Commitments currently in effect:

•	ISSF participating companies are to refrain from transactions in tuna caught by vessels on the IUU list of any tRFMO;

•	Vessels will provide data to tRFMO scientific bodies to support the execution of their responsibility for tuna conservation and management;

•	tuna products must comply with ISSF resolution 09–01, "IUU Fishing", and upon discovery of a violation, a participating company will withdraw product from the market place;

•	credibly trace tuna products from capture to plate, including name/flag of catcher and transshipping vessels, fish species, ocean of capture, corresponding tuna RFMO area, fishing trip dates, fishing gear employed, date the company took ownership of the fish and each species by weight;

•	refrain from transactions in tuna caught by large-scale pelagic driftnets and

•	establish and publish company policy prohibiting shark-finning.

===Fishing capacity reduction===

The ISSF Board adopted a conservation measure to limit the growth in fishing capacity of the global large-scale tropical tuna purse seine fleet. The resolution calls on processors, traders, importers and others to refrain from transactions in skipjack, bigeye and yellowfin tuna caught by large-scale purse seine vessels that did not exist before January 2013, unless new vessels replace existing capacity.

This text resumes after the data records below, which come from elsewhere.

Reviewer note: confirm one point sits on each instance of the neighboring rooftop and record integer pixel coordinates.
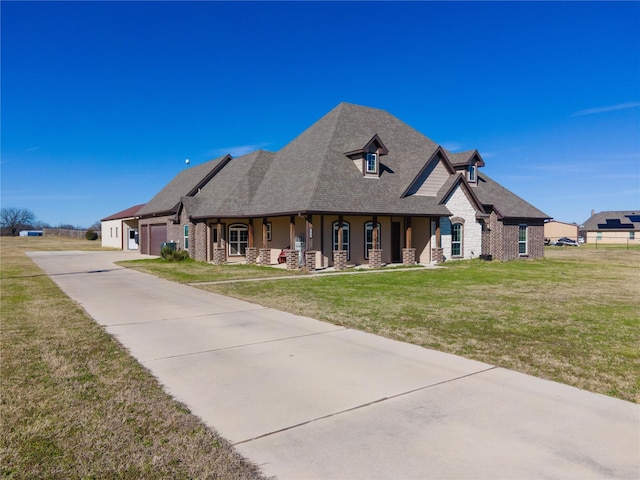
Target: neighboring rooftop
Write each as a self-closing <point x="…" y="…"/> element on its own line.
<point x="614" y="220"/>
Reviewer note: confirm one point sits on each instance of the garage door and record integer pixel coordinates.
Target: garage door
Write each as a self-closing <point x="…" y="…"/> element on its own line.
<point x="158" y="237"/>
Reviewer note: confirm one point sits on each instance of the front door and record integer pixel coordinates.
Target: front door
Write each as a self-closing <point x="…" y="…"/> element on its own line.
<point x="133" y="239"/>
<point x="396" y="256"/>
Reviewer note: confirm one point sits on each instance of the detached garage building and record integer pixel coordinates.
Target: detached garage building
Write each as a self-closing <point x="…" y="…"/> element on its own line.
<point x="120" y="230"/>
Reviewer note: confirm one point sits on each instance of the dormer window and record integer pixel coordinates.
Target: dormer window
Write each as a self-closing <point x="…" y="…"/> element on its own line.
<point x="472" y="173"/>
<point x="371" y="163"/>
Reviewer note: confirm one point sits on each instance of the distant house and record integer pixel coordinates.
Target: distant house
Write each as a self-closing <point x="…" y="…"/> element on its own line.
<point x="120" y="230"/>
<point x="613" y="227"/>
<point x="358" y="186"/>
<point x="554" y="230"/>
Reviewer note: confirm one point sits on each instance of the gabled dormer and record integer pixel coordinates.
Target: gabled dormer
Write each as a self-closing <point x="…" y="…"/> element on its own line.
<point x="469" y="162"/>
<point x="367" y="158"/>
<point x="435" y="171"/>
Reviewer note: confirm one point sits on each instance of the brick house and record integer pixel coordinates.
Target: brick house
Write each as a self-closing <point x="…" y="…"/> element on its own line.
<point x="357" y="187"/>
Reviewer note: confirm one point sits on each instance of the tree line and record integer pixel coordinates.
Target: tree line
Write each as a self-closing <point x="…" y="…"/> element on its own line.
<point x="13" y="220"/>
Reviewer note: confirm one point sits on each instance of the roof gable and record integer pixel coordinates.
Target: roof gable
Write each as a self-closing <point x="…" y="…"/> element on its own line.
<point x="186" y="183"/>
<point x="506" y="203"/>
<point x="464" y="159"/>
<point x="432" y="176"/>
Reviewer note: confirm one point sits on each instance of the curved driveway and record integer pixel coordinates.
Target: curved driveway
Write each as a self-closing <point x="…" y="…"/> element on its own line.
<point x="307" y="399"/>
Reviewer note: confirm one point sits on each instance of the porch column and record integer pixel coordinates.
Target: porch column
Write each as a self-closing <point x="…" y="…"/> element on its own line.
<point x="375" y="253"/>
<point x="340" y="255"/>
<point x="252" y="252"/>
<point x="293" y="258"/>
<point x="265" y="251"/>
<point x="310" y="253"/>
<point x="218" y="251"/>
<point x="437" y="253"/>
<point x="408" y="253"/>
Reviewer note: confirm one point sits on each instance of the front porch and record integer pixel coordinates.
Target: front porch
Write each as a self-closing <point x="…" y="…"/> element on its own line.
<point x="317" y="242"/>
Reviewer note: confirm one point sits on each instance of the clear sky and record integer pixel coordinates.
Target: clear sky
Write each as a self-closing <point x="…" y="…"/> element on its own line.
<point x="102" y="102"/>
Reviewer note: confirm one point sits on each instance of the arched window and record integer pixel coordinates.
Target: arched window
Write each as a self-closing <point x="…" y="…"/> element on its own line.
<point x="345" y="237"/>
<point x="456" y="240"/>
<point x="368" y="238"/>
<point x="238" y="239"/>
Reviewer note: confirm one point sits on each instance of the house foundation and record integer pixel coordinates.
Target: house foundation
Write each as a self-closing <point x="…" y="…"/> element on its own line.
<point x="293" y="259"/>
<point x="408" y="256"/>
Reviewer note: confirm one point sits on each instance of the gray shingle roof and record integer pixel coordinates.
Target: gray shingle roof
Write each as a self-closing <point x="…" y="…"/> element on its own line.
<point x="506" y="203"/>
<point x="312" y="174"/>
<point x="167" y="199"/>
<point x="628" y="220"/>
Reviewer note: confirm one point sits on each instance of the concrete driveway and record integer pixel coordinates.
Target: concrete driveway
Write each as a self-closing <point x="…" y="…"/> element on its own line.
<point x="310" y="400"/>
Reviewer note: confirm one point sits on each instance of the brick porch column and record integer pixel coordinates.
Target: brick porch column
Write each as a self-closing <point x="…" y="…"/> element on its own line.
<point x="340" y="259"/>
<point x="310" y="260"/>
<point x="408" y="256"/>
<point x="219" y="256"/>
<point x="293" y="260"/>
<point x="375" y="257"/>
<point x="251" y="254"/>
<point x="265" y="256"/>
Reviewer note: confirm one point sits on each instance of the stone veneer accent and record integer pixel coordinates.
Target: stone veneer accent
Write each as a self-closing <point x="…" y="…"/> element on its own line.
<point x="310" y="260"/>
<point x="375" y="257"/>
<point x="199" y="242"/>
<point x="251" y="255"/>
<point x="408" y="256"/>
<point x="340" y="259"/>
<point x="219" y="256"/>
<point x="293" y="260"/>
<point x="437" y="255"/>
<point x="264" y="257"/>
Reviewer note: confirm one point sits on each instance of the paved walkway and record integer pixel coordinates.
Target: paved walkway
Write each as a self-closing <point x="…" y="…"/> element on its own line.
<point x="307" y="399"/>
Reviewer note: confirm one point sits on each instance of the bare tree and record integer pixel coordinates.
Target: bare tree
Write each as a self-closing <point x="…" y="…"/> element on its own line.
<point x="12" y="220"/>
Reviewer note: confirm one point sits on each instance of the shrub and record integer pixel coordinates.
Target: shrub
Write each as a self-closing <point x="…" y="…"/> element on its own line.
<point x="91" y="234"/>
<point x="172" y="255"/>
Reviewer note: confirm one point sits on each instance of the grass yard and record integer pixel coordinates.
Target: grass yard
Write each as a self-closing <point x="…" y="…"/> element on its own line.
<point x="74" y="404"/>
<point x="573" y="317"/>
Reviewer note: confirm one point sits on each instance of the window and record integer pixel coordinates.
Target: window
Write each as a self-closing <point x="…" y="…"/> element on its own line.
<point x="368" y="238"/>
<point x="345" y="237"/>
<point x="238" y="239"/>
<point x="522" y="239"/>
<point x="456" y="240"/>
<point x="472" y="173"/>
<point x="372" y="162"/>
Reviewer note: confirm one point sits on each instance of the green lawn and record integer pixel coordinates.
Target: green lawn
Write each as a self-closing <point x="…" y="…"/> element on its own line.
<point x="572" y="317"/>
<point x="75" y="404"/>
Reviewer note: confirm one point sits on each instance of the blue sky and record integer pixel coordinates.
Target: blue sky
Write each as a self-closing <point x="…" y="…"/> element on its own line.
<point x="102" y="102"/>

===Marine Protected Areas===

ISSF commissioned a study to determine if Marine Protected Areas (MPAs) can be put to work for the conservation of tuna stocks and found that area closure could be an effective tool but more research is needed. To further explore the issue, ISSF held a workshop with more than 30 conservation and science experts to consider if MPAs can be effectively used, and how they can be implemented.

===100% purse seine observer coverage===

The ISSF Board adopted a conservation measure calling on processors, traders and importers to refrain from transactions with purse seine vessels that do not have an onboard observer as of January 2013. ISSF is also developing a training program to ensure that observer coverage, and subsequent data collection, is effective.

ISSF also conducts "real world" testing of video electronic monitoring systems designed for instances where onboard human observation is not practical or as a support to live observation.

===FAD management===

Data on fish aggregating devices, known as FADs, is currently sparse in many ocean regions. ISSF has developed an electronic FAD logbook for vessels to record usage data and electronically report that information directly to RFMO scientific bodies. The ISSF Board has called for industry participants to support only those vessels that report their FAD usage via logbooks after January 2013. This data is a necessary component of the meaningful implementation of FAD management by RFMOs, which ISSF also supports.